To assess the tumor-promoting function of miR-93-5p in the context of SCCHN, we first investigated its expression in 6 SCCHN cell lines. Results based on qRT-PCR analyses indicated that the expression of miR-93-5p was significantly higher in Tcal8113 and lower in 6-10B (Supplementary Fig. S1), and based on this, we selected these cell lines for loss and gain of function experiments, respectively. The cell line Tu686 that exhibited modest miR-93-5p expression was also included in the functional experiments. Next, a transfection efficiency of >90% was observed for the miR-93-5p-mimic through the use of fluorescence microscopy (Fig. 1A), and the expression of miR-93-5p was significantly upregulated by 40-60-fold after transfection with the miR-93-5p-mimic in SCCHN Tu686 and 6-10B cells (Fig. 1B). Migration and invasion capacities were then investigated using transwell and wound-healing assays in SCCHN cells. As shown in Fig. 1C, compared to mock and negative control cells, cell migration and invasion were significantly increased in miR-93-5p overexpressing cells. Additionally, plate cloning analyses revealed that miR-93-5p did not affect the proliferative capacity of SCCHN cells (Supplementary Fig. S2A and S2B). We also used lentiviral vectors to engineer Tu686 cells to stably overexpress miR-93-5p, facilitating the establishment of xenograft tumors in athymia mice.
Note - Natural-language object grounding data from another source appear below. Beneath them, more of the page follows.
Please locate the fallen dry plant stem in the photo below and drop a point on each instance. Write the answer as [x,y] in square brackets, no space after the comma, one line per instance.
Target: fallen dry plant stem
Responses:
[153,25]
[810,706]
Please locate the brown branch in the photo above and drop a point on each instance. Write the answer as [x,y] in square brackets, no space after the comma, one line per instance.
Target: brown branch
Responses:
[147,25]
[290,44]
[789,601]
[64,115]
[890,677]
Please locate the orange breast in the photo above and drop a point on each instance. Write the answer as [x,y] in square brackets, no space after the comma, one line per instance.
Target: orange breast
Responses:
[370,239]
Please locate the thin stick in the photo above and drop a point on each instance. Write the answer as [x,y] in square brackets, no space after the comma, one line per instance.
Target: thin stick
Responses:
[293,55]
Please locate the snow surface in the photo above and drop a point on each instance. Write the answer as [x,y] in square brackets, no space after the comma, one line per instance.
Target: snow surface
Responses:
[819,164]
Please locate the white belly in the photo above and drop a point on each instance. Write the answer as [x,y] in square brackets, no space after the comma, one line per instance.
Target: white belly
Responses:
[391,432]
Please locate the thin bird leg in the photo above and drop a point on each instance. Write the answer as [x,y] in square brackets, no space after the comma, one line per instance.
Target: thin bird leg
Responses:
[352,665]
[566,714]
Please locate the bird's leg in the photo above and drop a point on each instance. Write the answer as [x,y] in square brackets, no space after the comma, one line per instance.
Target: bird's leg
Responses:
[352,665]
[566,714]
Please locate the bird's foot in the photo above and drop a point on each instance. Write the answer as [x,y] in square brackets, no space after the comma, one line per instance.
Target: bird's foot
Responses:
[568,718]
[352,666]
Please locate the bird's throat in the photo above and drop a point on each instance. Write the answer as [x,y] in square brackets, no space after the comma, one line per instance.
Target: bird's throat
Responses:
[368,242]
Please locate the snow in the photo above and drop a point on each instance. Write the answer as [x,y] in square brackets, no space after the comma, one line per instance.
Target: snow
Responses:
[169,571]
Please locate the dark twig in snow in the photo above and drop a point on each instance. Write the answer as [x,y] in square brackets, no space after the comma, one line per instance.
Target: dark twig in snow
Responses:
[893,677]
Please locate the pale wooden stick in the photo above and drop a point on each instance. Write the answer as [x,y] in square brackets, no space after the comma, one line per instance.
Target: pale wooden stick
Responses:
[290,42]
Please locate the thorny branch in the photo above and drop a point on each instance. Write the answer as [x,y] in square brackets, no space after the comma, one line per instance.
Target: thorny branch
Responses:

Our results indicated that cell proliferation was unaffected in vivo following the upregulation of miR-93-5p (Supplementary Fig. S2C-F). Collectively, these data extended and reinforced our studies by demonstrating that miR-93-5p enhances the migratory and invasive abilities of SCCHN cells.

Figure 1

Overexpression of miR-93-5p enhances SCCHN migration and invasion. A, Representative fluorescence images were obtained under a fluorescence microscope. B, The expression of miR-93-5p was detected using qRT-PCR after transfection with a miR-93-5p-mimic. C, The migration ability of cells was examined using a scratch test, and the healing rate was calculated. D, Representative images from inserts were obtained for transwell invasion assays, and the invaded cells were quantified. Data are presented as the mean ± SD. Student's unpaired t-test, *, P <0.05; **, P < 0.01; ***, P < 0.001.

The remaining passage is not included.